While I agree that the giant species are not good for a beginner, I would never clasify or refer to any of them as "downright evil". I had giant burmese retics and anacondas when I was a kid, but I consider myself lucky in scores of feeding accidents and mishaps. But not one of those events was ever the result of an "evil" snake that meant to do me harm. Snakes are very basic creatures and run solely on survival instinct and don't have the cerebral capacity to be "mean" or "cruel" or "hate" you. They may 'fear' you and respond accordinly,... but not "hate" you.
"how do you intend to house a large snake? cuz lets face it, its not a simple thing, alot of the truely giant snakes need very large cages, and with a retic, conda or burm that cage could be larger than a room."
Actually, housing large pythons IS a very simple thing. I house over 50 large pythons currently and I built my own cages and none of it was hard or overly expensive. Cages don't have to be "larger than a room". For my 10 to 15 foot snakes I provide 6 1/2 by 3 1/3 foot cages that supply them with ample space to stretch and loll about. Anything larger gets 8 foot by 4 foot cages. Even though this would be sufficient for the snake's lifespans I fully intend to provide much larger cages when I build my future facility. This is just my choice, not what is required.
"feeding is pretty expensive"
Perhaps for those that order frozen food or get their food items from pet stores this may be true, but I personally have my own rat & mouse breeding operation as well as a rabbit breeding operation and not only is it not expensive but it actually MAKES me money when I sell my overage to other snake breeders or keepers at really cheap prices. I run anywhere from 500 to 600 female rats at any one time to produce approx 400 to 700 rats per week, and 35 female rabbits to produce approx 50 to 60 rabbits per week. The rats & mice require approx 1 ton of food at $400 per month and the rabbits require approx 600 lbs of rabbit pellet per month at $85. So it costs me approx 500 dollars to produce 2000 rats and 250 rabbits, of which I use all the rabbits and sell approximately 600 rats at a buck apiece to cover overhead and even turn a buck or two. (sometimes if I have hundreds too many I will sell many more than this). Now,... I am not suggesting that everyone go to this extent. But what I AM saying is that it IS cheap and easy to breed one's own food animals. It only takes me about an hour a day to care for that many, imagine how easy it would be to breed a dozen or so to feed a few pet pythons.

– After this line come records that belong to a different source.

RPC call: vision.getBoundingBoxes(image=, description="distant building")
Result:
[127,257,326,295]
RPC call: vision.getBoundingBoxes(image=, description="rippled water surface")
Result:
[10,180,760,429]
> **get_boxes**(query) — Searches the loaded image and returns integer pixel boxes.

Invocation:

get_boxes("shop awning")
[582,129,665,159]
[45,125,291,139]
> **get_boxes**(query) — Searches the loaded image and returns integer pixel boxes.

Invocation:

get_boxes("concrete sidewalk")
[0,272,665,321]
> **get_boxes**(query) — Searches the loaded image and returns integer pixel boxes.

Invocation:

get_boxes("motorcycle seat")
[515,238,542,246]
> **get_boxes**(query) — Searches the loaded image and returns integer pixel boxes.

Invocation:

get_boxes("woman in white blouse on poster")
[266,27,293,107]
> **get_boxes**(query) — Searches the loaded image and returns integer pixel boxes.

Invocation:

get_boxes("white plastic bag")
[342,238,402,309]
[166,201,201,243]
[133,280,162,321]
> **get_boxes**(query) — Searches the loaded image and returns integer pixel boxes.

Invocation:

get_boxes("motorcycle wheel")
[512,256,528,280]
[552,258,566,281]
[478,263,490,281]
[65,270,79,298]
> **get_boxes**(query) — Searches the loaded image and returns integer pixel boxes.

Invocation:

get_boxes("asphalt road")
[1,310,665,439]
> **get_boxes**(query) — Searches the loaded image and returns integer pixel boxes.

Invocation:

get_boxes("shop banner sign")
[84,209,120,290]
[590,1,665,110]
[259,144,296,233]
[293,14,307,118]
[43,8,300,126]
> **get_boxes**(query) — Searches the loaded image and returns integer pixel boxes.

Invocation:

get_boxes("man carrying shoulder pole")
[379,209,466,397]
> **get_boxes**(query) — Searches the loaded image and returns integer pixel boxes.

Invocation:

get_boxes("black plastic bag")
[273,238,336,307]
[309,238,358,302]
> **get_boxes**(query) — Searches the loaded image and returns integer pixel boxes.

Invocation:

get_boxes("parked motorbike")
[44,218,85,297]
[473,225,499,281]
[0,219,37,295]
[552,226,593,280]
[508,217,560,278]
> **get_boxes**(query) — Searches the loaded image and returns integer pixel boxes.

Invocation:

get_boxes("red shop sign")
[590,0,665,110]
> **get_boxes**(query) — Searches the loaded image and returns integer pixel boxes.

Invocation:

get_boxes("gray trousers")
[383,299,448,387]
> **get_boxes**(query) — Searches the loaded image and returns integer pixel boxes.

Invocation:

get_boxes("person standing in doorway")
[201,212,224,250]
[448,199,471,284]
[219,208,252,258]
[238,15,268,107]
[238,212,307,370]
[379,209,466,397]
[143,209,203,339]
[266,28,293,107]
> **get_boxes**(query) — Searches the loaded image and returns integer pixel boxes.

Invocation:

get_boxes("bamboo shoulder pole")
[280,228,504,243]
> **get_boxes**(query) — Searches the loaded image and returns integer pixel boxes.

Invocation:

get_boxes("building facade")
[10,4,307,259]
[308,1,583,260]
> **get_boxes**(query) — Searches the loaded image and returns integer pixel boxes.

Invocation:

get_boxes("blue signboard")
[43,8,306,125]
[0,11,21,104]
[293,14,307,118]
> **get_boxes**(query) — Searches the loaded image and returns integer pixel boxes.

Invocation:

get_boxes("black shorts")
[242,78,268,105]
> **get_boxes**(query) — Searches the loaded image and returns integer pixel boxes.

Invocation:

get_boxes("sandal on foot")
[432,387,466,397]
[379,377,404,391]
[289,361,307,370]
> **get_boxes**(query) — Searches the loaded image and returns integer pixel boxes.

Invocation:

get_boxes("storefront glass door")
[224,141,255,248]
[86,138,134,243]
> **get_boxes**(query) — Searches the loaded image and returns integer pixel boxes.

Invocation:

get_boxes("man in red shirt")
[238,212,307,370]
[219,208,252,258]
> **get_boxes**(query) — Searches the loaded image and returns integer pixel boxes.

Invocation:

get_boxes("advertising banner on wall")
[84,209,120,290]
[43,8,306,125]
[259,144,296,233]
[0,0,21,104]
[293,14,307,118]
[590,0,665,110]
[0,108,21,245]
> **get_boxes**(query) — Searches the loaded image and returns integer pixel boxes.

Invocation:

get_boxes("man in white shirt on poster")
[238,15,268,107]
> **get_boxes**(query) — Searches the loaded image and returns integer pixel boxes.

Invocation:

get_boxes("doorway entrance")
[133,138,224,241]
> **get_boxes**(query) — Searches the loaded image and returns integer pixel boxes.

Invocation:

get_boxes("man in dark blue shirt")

I agree with all the rest of what Jay said here. Definitely learn from an experienced person or strive to learn as much as you can before owning a huge constrictor. And if you do, yes, have another adult present when handling. I have been wrapped on before, several times when I was a kid and it isn't pleasant. I was lucky. Many aren't.
"handling is out unless you have someone else expierienced with large snakes around at all time. and feeding timenow becomes hazardous...think of a 15 foot retic lunging at you and how fun 6 rows of teeth coming at you at a high speed, not fun. it takes alot of time to learn how to care for these animals properly and a large monetary investment in some cases, think long and hard about this, and remember if something happens you not only chance you life, but your right to keep these amazing animals, as well as everyone elses rights to keep these animals."